Abbiate a cuore, voi che potete decidere chi dove fa cosa, anche di chi nuota oltre le acque salmastre di laguna, in mare aperto. Siate curiosi degli ignoti che sfidano l’ignoto.
La vocazione di certi artisti è tanto densa che spesso li affonda, solitari, e li perde. È la stessa spinta incoercibile che obbligava Ulisse ad oltrepassare i limiti del mondo allora conosciuto.
Perché non tutto è viaggio organizzato; nemmeno viaggio avventuroso; neppure trekking solitario: è, qualche volta, esplorazione pura, a colpi di machete, apertura di nuove vie, diverse piste, differenti orizzonti. Altrimenti ci dovremo accontentare del già segnato in mappa, dei soliti percorsi, le solite vecchie, tanto comode novità, che non smuovono nulla se non qualche documento negli uffici – minima burocrazia amministrativa – senza alcuna necessità artistica. E lasciatemi dire, infine, che grave non è tanto la pigrizia della “sinistra democratica” circa un rinnovamento culturale o artistico; non la miopia d’aver eletto a pietra di paragone noti e strapagati accumulatori d’ego del tutto inconsistenti; non la ripetitività degli assunti, ogni volta smazzati come indiscutibili; ma l’aver da lungo tempo disatteso il suo mandato politico, abbandonando, ahinoi, alla destra le classi popolari più disagiate, rinunciando ad ascoltare le periferie, accontentandosi di formalità semiborghesi semigenuflesse, scegliendo un “demi monde” di salotti buonisti foderati a chiacchiere inconcludenti, alla deriva privilegiata da ogni senso di realtà.

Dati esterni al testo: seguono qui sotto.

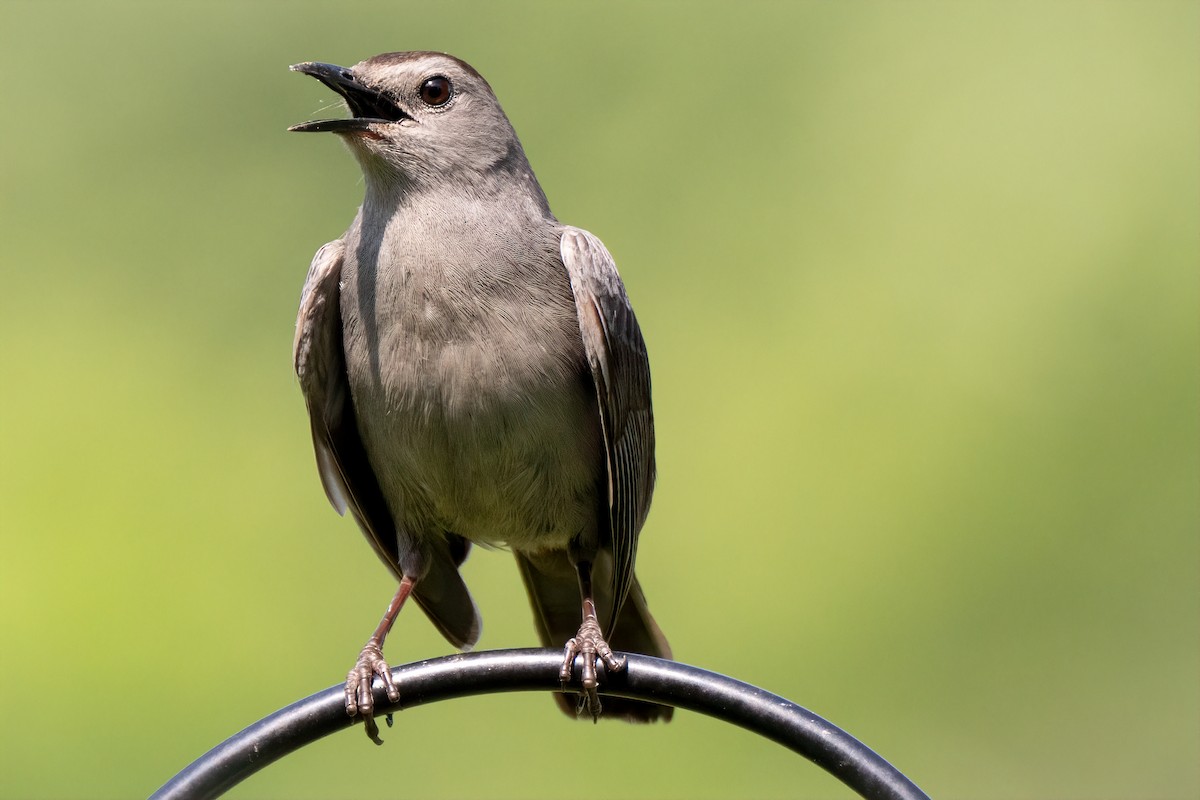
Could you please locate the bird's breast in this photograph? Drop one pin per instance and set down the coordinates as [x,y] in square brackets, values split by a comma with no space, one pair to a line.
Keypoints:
[474,401]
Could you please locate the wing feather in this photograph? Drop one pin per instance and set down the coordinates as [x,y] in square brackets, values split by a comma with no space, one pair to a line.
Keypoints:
[621,371]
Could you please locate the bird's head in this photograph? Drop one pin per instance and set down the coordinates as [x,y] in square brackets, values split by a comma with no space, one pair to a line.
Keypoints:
[418,116]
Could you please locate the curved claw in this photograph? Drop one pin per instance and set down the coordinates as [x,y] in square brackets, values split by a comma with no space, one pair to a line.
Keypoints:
[360,687]
[589,643]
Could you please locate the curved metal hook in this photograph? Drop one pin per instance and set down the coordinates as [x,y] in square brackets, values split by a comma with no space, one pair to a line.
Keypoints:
[537,669]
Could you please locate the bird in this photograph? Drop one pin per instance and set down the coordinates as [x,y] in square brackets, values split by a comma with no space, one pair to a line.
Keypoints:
[474,374]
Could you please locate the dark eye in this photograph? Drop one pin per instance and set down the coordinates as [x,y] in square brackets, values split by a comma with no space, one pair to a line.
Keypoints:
[436,90]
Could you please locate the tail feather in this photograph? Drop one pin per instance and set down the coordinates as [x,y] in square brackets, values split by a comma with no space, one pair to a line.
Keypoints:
[445,600]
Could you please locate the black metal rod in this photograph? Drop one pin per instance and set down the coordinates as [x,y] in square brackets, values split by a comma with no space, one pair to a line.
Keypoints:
[537,669]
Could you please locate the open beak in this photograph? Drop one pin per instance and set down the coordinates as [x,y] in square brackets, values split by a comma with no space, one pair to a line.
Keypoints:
[367,106]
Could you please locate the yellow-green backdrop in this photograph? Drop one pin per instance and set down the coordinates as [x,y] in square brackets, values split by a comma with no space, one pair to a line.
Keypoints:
[919,283]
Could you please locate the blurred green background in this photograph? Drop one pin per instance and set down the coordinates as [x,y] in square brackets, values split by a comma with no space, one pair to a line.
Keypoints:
[921,288]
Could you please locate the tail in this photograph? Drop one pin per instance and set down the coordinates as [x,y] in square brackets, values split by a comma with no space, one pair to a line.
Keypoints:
[443,596]
[557,612]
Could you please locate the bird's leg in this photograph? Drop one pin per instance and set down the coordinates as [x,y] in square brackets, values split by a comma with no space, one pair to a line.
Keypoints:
[360,681]
[589,643]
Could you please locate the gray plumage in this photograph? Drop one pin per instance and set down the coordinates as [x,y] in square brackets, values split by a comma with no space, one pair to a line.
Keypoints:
[473,370]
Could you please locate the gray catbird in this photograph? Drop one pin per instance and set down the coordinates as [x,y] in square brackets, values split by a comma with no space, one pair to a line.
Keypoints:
[474,373]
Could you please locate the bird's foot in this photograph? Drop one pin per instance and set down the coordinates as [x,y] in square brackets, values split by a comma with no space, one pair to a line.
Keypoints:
[589,643]
[360,684]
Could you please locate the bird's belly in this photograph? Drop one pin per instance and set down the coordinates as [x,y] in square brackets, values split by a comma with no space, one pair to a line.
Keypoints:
[497,444]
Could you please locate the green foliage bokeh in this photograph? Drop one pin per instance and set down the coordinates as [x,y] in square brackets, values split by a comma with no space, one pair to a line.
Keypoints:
[919,283]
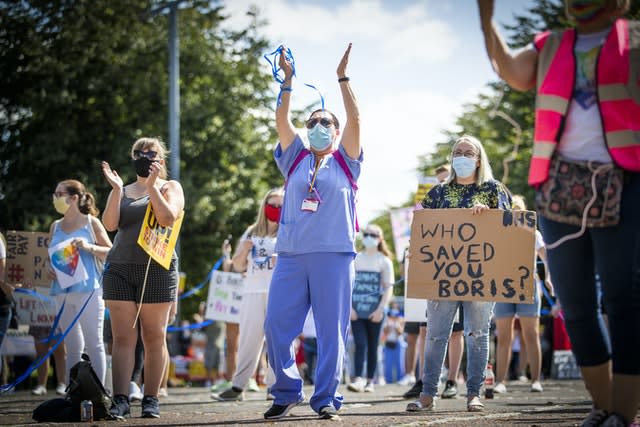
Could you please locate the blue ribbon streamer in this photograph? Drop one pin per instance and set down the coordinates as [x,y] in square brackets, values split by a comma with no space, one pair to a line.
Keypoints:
[276,69]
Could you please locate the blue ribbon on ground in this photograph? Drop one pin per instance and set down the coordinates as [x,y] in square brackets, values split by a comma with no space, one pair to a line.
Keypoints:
[6,387]
[202,284]
[276,69]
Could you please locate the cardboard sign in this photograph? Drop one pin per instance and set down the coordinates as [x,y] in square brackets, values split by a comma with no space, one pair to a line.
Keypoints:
[366,293]
[27,258]
[67,263]
[35,310]
[225,297]
[158,241]
[456,255]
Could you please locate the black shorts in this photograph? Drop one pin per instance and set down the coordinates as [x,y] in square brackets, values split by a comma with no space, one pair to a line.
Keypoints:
[123,282]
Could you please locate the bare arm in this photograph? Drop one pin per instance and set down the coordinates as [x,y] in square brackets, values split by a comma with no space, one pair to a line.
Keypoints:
[111,214]
[351,135]
[517,69]
[284,126]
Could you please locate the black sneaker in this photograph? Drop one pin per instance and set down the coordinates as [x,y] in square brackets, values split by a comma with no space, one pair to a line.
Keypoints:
[150,407]
[450,390]
[231,395]
[279,411]
[415,391]
[120,408]
[328,413]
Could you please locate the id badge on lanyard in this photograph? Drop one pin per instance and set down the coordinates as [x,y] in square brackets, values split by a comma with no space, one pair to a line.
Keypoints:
[311,203]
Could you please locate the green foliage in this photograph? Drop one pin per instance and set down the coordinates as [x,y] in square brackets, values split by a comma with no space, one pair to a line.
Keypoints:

Preferendo le prese di posizione alle prese di coscienza, il ripetere piuttosto che il dire, in un continuo sorvegliare, smussare, tener d’ occhio le eccentricità, il che ha finito col relegare la creatività individuale, quella vera, nascosta, sofferta, mal ripagata, in un limbo sospetto, sacrificata all’ordine di scuderia e all’appartenenza: quando, come negarlo, far parte, quasi sempre, pregiudica l’arte. Peccato veder finire così un ideale socialista, di giustizia, solidarietà, libertà: nell’incuria d’un graffio d’eroico long playing d’altri tempi, che obbliga la puntina a leggere, un giro dopo l’altro, solo qualche microsolco, ignorando beata, il resto (e che resto!) del disco. Ma la sostanza è una cosa, la visibilità un’altra. Non sempre coincidono. Restiamo, anonimi, contenti così.